Variable Description
std::basic_string<CharT>
-sourceUri
Stores the original string
UriScheme
-scheme
Defaults to {UriScheme::WebHttp}.
Represents the scheme for this Uri.
Auth
-authority
Template type represents the authority. Current implementation defaults to AuthorityHttp<> and must not be changed.
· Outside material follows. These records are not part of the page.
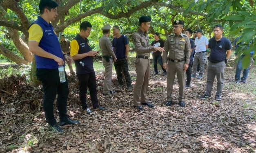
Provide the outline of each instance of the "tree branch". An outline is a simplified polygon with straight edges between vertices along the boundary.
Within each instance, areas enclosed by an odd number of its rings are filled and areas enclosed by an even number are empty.
[[[29,22],[21,8],[18,5],[17,1],[15,0],[2,0],[2,5],[6,8],[9,9],[16,12],[24,28],[27,30],[28,29],[29,26]]]
[[[67,22],[63,25],[57,27],[56,28],[56,32],[60,32],[63,31],[65,28],[73,23],[80,20],[82,19],[92,15],[93,14],[99,13],[100,14],[105,17],[111,19],[117,19],[122,17],[129,17],[134,12],[148,7],[153,4],[153,3],[155,2],[156,0],[150,0],[148,1],[145,2],[141,3],[136,7],[133,7],[129,10],[127,13],[123,13],[120,12],[117,14],[112,14],[109,13],[106,13],[104,10],[104,7],[100,7],[88,11],[78,15],[76,17],[73,17],[71,19],[67,21]]]
[[[20,66],[22,64],[27,64],[28,63],[27,61],[26,61],[24,59],[16,55],[15,54],[12,52],[11,51],[7,49],[4,47],[3,45],[0,44],[0,53],[17,63],[18,65]]]
[[[13,22],[0,20],[0,26],[11,28],[18,31],[22,32],[26,36],[28,36],[29,35],[29,32],[27,29],[26,29],[23,26],[15,25]]]
[[[178,11],[178,12],[183,12],[186,11],[185,9],[180,8],[176,6],[175,6],[175,5],[173,5],[171,4],[167,4],[165,3],[161,2],[152,2],[152,4],[158,5],[158,6],[160,6],[162,7],[168,7],[170,9],[171,9],[173,10],[174,10],[175,11]],[[190,11],[189,12],[189,13],[191,14],[199,15],[201,15],[203,16],[205,16],[207,15],[207,13],[198,12],[195,11]]]

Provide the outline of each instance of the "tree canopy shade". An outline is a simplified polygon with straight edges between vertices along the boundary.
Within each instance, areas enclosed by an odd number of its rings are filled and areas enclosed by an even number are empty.
[[[39,14],[39,0],[0,0],[0,54],[18,63],[32,61],[33,55],[27,43],[29,24]],[[100,28],[107,23],[118,25],[121,32],[131,34],[138,26],[138,19],[142,15],[152,17],[149,33],[160,33],[164,37],[172,31],[172,23],[176,19],[185,22],[185,28],[200,28],[211,37],[212,27],[221,24],[225,35],[232,39],[242,35],[245,45],[255,35],[255,7],[253,0],[56,0],[59,4],[58,16],[52,23],[56,32],[64,32],[71,38],[77,33],[79,22],[92,23],[90,37],[92,46],[97,48],[101,36]],[[242,33],[239,32],[243,31]],[[13,50],[13,45],[18,51]],[[254,42],[248,49],[241,49],[247,54],[255,50]],[[255,56],[255,54],[254,55]],[[1,57],[0,57],[0,58]],[[245,64],[243,64],[245,65]]]

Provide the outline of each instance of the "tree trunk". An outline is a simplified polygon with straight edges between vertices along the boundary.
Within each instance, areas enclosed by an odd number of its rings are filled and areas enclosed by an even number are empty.
[[[18,31],[10,28],[7,28],[7,29],[14,45],[22,54],[24,59],[28,62],[31,62],[33,57],[32,54],[29,50],[29,47],[27,44],[20,37]]]
[[[0,53],[13,62],[20,66],[22,64],[27,64],[28,62],[22,58],[15,55],[11,51],[6,48],[4,46],[0,44]]]
[[[31,65],[31,72],[30,72],[30,82],[29,84],[38,87],[41,84],[41,82],[38,80],[36,72],[36,59],[35,55],[33,56]]]

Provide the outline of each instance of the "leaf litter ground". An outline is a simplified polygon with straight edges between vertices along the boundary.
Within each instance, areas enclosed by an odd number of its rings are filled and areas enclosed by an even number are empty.
[[[134,63],[129,65],[133,84],[136,78]],[[96,72],[100,104],[109,109],[84,113],[80,105],[77,80],[69,76],[68,114],[81,122],[64,127],[65,132],[62,134],[48,130],[40,106],[42,87],[30,86],[24,81],[24,76],[9,78],[2,81],[7,93],[0,92],[0,153],[254,152],[255,66],[251,68],[247,84],[234,83],[235,67],[234,61],[227,66],[222,100],[218,102],[214,96],[199,98],[205,89],[206,66],[204,78],[193,79],[191,87],[185,89],[185,107],[178,105],[176,79],[175,104],[165,105],[166,76],[161,75],[159,70],[160,74],[151,76],[148,92],[156,106],[144,107],[143,112],[132,107],[132,92],[118,88],[114,74],[112,86],[117,93],[103,96],[104,73]],[[216,91],[215,82],[213,95]],[[89,98],[88,102],[91,107]],[[55,110],[58,118],[56,107]]]

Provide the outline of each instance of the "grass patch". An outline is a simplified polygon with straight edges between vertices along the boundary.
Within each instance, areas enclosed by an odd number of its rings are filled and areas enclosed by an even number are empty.
[[[165,88],[163,87],[157,87],[154,89],[154,90],[153,90],[153,92],[158,92],[160,91],[164,90],[165,90]]]
[[[212,103],[212,105],[219,105],[220,104],[220,102],[216,102]]]

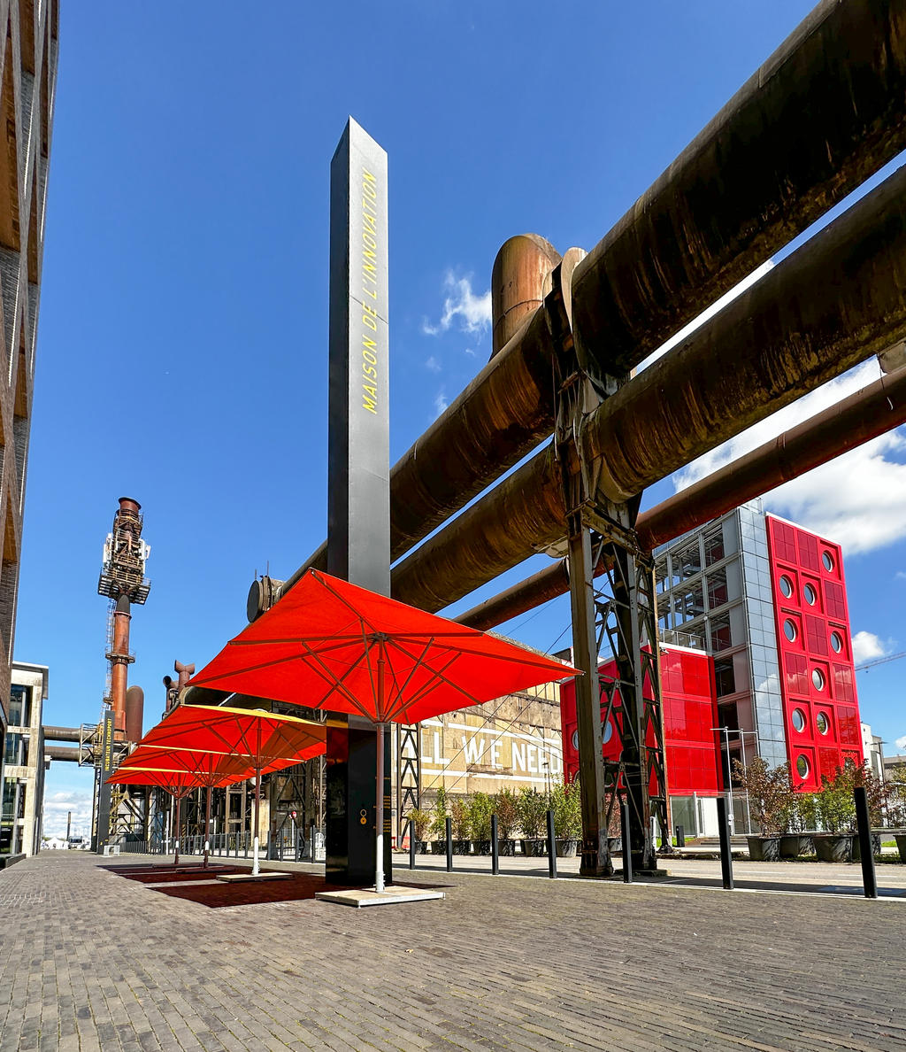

We’ve limited the template to check via the requires.
std::vector<std::basic_string<CharT>>
-path
An array of strings representing the segments in the path.
std::map<std::basic_string<CharT>,std::basic_string<CharT>>
-query
A collection of key-value elements in the query section.
std::basic_string<CharT>
-fragment
The fragment segment of the Uri.
std::basic_string<CharT>
-urlPart
Shortcut to the url segment (balance post the authority section).
std::basic_string<CharT>
-queryPart
Shortcut to the query segment.

Member Functions

Uri::Uri

    Uri();

Default (empty) constructor.

Uri::Uri

    Uri(const std::basic_string<CharT>&) noexcept;

Delegates to the split function.

Uri::split

    static Uri<CharT, Auth> split(const std::basic_string<CharT>&) noexcept(false);

since v1.8.0 This method performs the parsing, splitting and general decomposition of the source string.
It may throw!

returns

A Uri<> object

Uri::operator basic_string()

    operator basic_string<CharT>() const;

Convenience delgates to string().

returns

A std::basic_string<CharT> is returned.

Uri::string

    const std::basic_string<CharT> string() const;

Rebuild the Uri string.

returns

Returns the sourceUri member variable or rebuilds the string via std::format.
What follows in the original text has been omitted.